Despite the underwhelming and sweaty totem quest, this is a satisfying and promising place to leave Kara. From the beginning, the show has been about Kara trying to juggle her human and Kryptonian sides, so Kara realizing she doesn't have to choose and can just be herself definitely feels earned. Not only that, but Cat is right. The idea of a unified Kara is an interesting one, and in spite of the messiness of the final season, the series finale does leave us wanting to see what Kara's future looks like.

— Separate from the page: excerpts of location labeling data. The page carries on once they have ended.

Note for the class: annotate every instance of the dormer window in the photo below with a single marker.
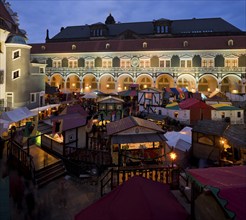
(162, 29)
(97, 32)
(16, 54)
(107, 63)
(107, 46)
(230, 43)
(185, 44)
(73, 47)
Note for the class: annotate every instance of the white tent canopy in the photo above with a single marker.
(17, 114)
(180, 140)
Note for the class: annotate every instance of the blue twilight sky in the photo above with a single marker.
(36, 16)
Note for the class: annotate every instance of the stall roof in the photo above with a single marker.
(71, 121)
(137, 198)
(230, 182)
(17, 114)
(110, 99)
(130, 122)
(137, 138)
(192, 103)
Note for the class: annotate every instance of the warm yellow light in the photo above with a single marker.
(173, 156)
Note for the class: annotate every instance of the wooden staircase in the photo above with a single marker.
(49, 173)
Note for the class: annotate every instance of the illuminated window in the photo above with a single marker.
(144, 63)
(56, 63)
(231, 62)
(107, 46)
(15, 74)
(16, 54)
(207, 62)
(186, 63)
(125, 63)
(72, 63)
(33, 97)
(230, 43)
(107, 63)
(73, 47)
(222, 114)
(185, 44)
(89, 64)
(205, 140)
(41, 70)
(165, 63)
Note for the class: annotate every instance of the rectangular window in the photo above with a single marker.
(16, 54)
(208, 62)
(33, 97)
(15, 74)
(165, 63)
(186, 63)
(148, 95)
(144, 63)
(1, 77)
(168, 63)
(233, 62)
(162, 63)
(41, 70)
(89, 64)
(125, 63)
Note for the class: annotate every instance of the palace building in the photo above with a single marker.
(197, 54)
(21, 82)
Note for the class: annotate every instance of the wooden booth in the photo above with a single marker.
(135, 141)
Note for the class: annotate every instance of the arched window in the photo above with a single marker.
(185, 44)
(73, 47)
(230, 43)
(107, 46)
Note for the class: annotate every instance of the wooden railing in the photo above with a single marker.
(22, 159)
(51, 144)
(159, 173)
(99, 157)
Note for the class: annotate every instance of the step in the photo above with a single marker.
(49, 175)
(46, 181)
(48, 168)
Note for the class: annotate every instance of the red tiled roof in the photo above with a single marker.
(192, 103)
(194, 43)
(130, 122)
(4, 13)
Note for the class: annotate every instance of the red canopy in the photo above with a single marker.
(137, 198)
(231, 182)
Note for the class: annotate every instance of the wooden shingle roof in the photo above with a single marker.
(130, 122)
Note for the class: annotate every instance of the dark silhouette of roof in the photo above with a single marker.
(110, 19)
(205, 26)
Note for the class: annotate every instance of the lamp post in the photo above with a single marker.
(173, 157)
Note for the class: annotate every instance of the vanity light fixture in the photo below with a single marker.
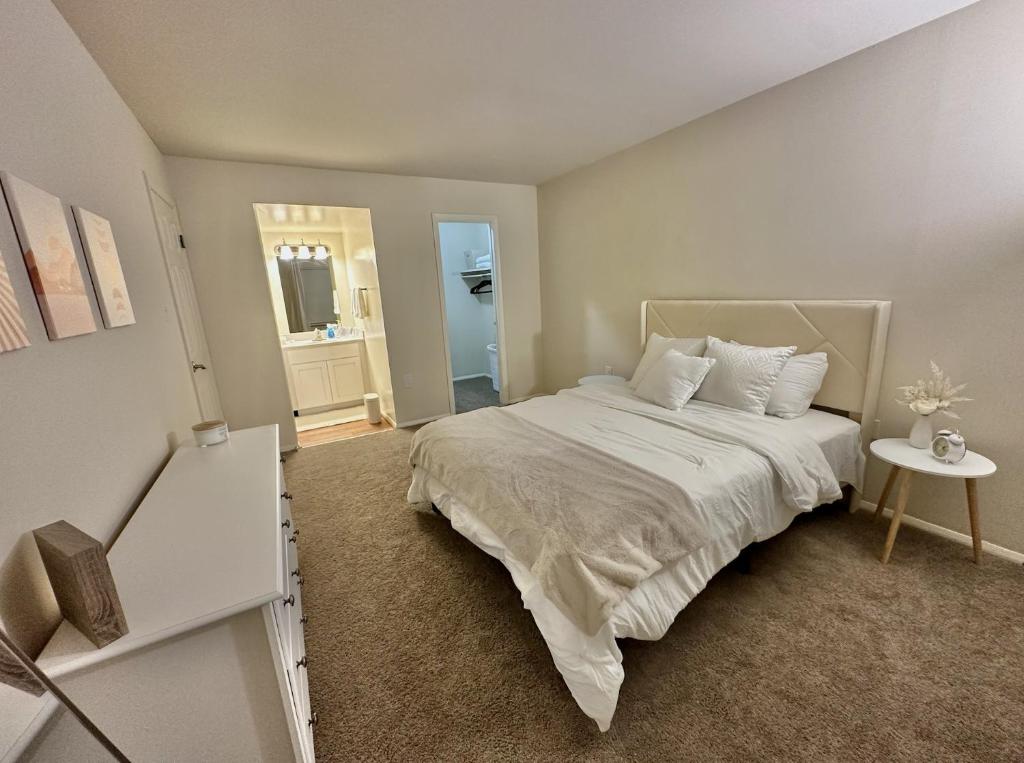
(302, 251)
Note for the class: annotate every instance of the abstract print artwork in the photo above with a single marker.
(49, 255)
(101, 253)
(12, 334)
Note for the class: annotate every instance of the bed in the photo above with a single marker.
(738, 478)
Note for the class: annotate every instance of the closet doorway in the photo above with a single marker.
(469, 280)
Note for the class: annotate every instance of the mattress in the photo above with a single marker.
(592, 666)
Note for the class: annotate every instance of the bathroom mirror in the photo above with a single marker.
(38, 721)
(308, 289)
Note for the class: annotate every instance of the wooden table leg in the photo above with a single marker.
(904, 494)
(893, 473)
(972, 508)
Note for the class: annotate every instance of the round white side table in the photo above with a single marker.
(601, 379)
(905, 460)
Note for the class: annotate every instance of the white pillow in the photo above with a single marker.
(797, 384)
(673, 379)
(743, 376)
(657, 346)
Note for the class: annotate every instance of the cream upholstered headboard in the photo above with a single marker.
(852, 333)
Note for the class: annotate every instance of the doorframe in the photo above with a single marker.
(503, 373)
(168, 200)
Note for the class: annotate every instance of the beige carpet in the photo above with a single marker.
(420, 648)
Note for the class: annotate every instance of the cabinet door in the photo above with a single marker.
(312, 384)
(346, 379)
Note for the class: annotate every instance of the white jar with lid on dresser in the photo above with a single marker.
(213, 666)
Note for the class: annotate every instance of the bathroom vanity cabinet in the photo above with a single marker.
(325, 374)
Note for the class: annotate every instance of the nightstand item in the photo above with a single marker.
(905, 460)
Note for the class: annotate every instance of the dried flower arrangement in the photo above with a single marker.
(935, 394)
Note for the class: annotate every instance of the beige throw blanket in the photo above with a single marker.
(591, 526)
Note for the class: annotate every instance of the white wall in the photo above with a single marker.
(897, 173)
(215, 202)
(470, 316)
(86, 422)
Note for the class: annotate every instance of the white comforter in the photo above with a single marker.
(755, 474)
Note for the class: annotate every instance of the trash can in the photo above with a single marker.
(373, 404)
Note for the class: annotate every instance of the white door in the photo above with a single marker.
(183, 291)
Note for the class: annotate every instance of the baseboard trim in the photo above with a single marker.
(961, 538)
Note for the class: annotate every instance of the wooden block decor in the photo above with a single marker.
(14, 674)
(82, 583)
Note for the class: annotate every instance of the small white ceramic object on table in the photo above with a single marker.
(905, 460)
(601, 379)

Mehcad Brooks as Jimmy Olsen, Melissa Benoist as Kara Danvers, and Jeremy Jordan as Winn on 'Supergirl'
| Credit: Katie Yu/The CW

Wall of Weird:

  • With her dying breaths, Lilian reveals that she knew Lena had magical powers and took steps to suppress that side her, and urges her daughter to fully embrace her power to defeat Lex.
  • Did the magic stuff work for anyone? The show didn't do a great job of establishing the rules, so it often just felt like a lazy plot device.
  • Last week Brainy got all emo after finding out he had to return to the future to save his entire race. In the finale, he says screw the future and decides to stay here to be with Nia. What was the point of all the angst, then?
  • Even though it likely wasn't possible due to the pandemic and scheduling, it's hard not to be disappointed that Superman (Tyler Hoechlin) wasn't in the finale. Would've loved to have seen Kara and Clark discuss her decision to abandon her secret identity. At the very least it would've been nice if we saw Kara instant-message Clark about it like she did in season 1.
  • Already counting down the days until Superman & Lois frees Cryer's Lex Luthor from the Phantom Zone, because Cryer has been great in this role.